Research on the Buckling Load of Clamped Spherical Caps Under External Pressure: Analyzed by the Fourier Series Model with Initial Geometric Imperfections

Abstract

The knockdown factor (KDF), which characterizes the difference between the actual buckling pressure and the classical theoretical pressure of shallow spherical shells under external pressure. By scanning six shallow spherical shells, the geometric characteristics of the shells were analyzed, and a geometric model was established based on the Fourier series. 720 sets of shallow spherical shells under external pressure were simulated using the proposed Fourier series model and simulation method. The influence of the yield strength, geometrical parameter λ, dimensionless parameters radius-thickness ratio R/t, and the imperfection-thickness ratio e/t on KDF were studied, and the highly discrete characteristics of KDF were reproduced. The results showed that the proposed method has a better predictive effect on KDF, which is significantly improved over the "Eigemode imperfections" method.
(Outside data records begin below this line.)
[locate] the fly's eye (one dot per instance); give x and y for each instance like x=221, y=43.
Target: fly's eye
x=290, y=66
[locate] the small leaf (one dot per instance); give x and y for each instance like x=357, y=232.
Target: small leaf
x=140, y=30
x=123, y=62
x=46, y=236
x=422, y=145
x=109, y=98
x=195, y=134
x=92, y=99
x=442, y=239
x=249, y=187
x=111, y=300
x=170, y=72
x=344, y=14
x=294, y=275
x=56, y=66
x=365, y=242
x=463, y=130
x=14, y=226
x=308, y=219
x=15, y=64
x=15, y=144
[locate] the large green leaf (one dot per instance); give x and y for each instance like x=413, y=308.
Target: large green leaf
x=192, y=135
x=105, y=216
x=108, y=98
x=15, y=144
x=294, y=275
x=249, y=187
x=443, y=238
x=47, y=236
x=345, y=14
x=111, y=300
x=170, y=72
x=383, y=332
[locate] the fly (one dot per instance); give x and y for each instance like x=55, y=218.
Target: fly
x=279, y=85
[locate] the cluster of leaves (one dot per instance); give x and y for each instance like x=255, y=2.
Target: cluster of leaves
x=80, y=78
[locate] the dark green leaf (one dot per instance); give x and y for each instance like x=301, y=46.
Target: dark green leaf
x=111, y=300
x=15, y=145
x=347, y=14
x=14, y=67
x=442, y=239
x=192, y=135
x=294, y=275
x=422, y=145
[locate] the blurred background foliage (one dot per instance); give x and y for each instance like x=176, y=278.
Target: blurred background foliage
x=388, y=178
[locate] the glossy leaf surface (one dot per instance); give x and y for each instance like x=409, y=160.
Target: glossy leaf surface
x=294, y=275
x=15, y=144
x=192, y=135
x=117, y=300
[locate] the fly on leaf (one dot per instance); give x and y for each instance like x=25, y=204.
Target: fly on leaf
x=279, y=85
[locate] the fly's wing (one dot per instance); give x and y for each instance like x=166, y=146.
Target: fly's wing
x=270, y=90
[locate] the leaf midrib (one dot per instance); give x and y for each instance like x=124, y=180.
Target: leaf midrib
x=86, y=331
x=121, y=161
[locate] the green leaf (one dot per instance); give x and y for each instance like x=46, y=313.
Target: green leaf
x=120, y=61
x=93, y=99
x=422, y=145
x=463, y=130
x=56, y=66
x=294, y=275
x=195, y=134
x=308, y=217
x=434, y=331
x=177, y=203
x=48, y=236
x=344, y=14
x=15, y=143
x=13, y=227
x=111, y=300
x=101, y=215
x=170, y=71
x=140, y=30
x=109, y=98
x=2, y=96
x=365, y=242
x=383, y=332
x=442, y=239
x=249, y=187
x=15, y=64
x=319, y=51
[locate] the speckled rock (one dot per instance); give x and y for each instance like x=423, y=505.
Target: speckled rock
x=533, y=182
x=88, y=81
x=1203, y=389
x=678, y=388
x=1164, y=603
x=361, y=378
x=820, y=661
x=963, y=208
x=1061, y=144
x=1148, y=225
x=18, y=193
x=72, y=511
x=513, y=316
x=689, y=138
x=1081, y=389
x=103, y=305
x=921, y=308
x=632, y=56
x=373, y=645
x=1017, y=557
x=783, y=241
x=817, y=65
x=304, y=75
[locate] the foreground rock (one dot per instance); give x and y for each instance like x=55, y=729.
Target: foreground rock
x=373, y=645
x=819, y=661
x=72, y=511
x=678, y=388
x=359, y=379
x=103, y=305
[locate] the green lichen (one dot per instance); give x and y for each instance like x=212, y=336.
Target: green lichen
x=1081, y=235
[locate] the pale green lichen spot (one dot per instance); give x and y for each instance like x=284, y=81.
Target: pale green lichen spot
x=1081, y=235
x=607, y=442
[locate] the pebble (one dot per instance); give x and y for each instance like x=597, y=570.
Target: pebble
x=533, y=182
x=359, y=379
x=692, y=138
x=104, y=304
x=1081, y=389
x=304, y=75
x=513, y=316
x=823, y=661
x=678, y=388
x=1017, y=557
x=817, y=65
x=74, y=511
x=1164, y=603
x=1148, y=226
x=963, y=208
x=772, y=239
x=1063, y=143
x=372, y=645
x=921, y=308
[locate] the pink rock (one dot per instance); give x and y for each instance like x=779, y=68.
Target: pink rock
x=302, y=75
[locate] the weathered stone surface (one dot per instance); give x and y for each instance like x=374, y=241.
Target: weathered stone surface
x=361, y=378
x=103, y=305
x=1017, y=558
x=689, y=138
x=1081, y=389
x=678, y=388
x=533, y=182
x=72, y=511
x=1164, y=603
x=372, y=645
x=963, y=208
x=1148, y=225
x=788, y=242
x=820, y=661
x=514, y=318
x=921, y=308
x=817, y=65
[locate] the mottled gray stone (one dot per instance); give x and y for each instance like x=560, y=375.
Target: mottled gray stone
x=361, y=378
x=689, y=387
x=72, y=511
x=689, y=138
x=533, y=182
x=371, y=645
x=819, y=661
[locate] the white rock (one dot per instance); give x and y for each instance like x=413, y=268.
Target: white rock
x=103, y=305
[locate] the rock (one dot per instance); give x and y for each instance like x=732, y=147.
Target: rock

KDF is not only related to λ and e/t, but is also affected by the yield strength and R/t. The lower envelopes of KDF were obtained when e/t was is less than 1.0 and 2.0. The NASA SP-8032 curve corresponds to the lower envelope of KDF when e/t is less than 8.0, and the curve is below the lower envelope of KDF when e/t is less than 1.0 and 2.0. As stipulated in the pressure vessel standard, the KDF obtained by NASA SP-8032 will be conservative for design conditions with e/t less than 1.0 or 2.0, and appropriate adjustment should be considered.